On my part, I don't use that carry method at ll. When I have to substract, I substract by chunks that my brain can easily subtract. For example 1233 - 718, I'll do 1233 - 700 = 533 then 533 - 20 = 513 then 513 + 2 = 515. It's completely instinctive (and thus I can't explain to my children :-) )

What I have asked my children to do very often is back-of-the-envelope multiplications and other computations. That really helped them to get a sense of the magnitude of things.

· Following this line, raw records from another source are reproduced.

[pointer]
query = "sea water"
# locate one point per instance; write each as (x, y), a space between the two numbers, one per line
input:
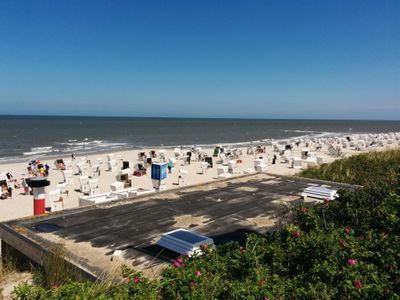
(26, 137)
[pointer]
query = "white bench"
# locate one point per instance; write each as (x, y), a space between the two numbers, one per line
(319, 192)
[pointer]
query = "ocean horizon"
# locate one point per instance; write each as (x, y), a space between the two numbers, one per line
(28, 136)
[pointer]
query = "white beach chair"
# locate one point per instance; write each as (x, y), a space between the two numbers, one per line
(311, 162)
(260, 165)
(177, 153)
(204, 167)
(84, 184)
(95, 170)
(222, 172)
(112, 165)
(93, 186)
(161, 155)
(297, 163)
(82, 168)
(68, 164)
(232, 166)
(56, 203)
(320, 160)
(117, 186)
(182, 177)
(68, 177)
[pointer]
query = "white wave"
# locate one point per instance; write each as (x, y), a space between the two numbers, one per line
(41, 148)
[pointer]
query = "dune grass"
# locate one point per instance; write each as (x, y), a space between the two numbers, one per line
(363, 169)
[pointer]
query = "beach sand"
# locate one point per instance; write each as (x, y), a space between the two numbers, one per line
(21, 205)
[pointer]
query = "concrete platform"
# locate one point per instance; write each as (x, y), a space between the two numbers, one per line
(224, 211)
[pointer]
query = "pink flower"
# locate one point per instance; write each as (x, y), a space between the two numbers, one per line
(296, 234)
(351, 262)
(204, 247)
(357, 284)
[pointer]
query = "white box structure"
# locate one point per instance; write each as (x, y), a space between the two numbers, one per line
(184, 241)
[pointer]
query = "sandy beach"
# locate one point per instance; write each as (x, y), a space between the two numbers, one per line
(21, 205)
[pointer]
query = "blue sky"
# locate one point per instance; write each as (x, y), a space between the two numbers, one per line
(247, 59)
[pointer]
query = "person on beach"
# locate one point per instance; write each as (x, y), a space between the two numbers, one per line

"Common core" math is an attempt to codify this style so more kids can get a deeper understanding of numbers instead of just blindly following steps. Like the people that created it noticed people like you and me (I do something similar but not quite the same) have an intuitive understanding of math that made us good at it that they want to replicate for everyone. But it seems like very few parents and teachers understand it themselves, resulting in a blind-leading-the-blind situation where it gets taught in a bad way that doesn't achieve the goal.

Also aside, in the method I was taught in school (and I assume you and GP from terminology), "carrying" is what you do with addition (an extra 1 can be carried to the next column), "borrowing" is for subtraction (take a 1 away from the next column if needed).

I have a two year old and often worry that I'll teach him some intuitive arithmetic technique, then school will later force a different method and mark him down despite getting the right answer. What if it ends up making him hate school, maths, or both?

  • I experienced this. Only made me hate school, but maybe because I had game programming at home to appreciate math with

    Just expose them to everyday math so they aren't one of those people who think math has no practical uses. My father isn't great with math, but would raise questions like how wide a river was (solvable from one side with trig, using 30 degree angles for easy math). Napkin math makes things much more fun than strict classroom math with one right answer

  • Commonly school is teaching a method. "Getting the right answer" is just a byproduct of applying the method. If you tell your kid that they should just learn the methods you teach and be dismissive or angry about school trying to teach them other techniques, that's probably going to cause some issues downstream.

    Techniques of an "intuitive" character often lack or have formal underpinnings that are hard to understand, which means they do not to the same extent implicitly teach analytical methods that might later be a requirement for formal deduction.

    • I hope that I wouldn't be dismissive or angry. My worry is that my son will feel dejected because he (correctly) thinks he understands something but is told he's wrong. I also worry about him getting external validation from following a method, and will value that over genuine understanding and flexible thinking. But I see your point that it's my responsibility to help him work through that and engage with the syllabus.

This doesn’t scale to larger numbers though. I do that too for smaller subtractions but if I need to calculate some 9 digit computation then I would use the standard pen and paper tabular method with borrowing (not that it comes up in practice).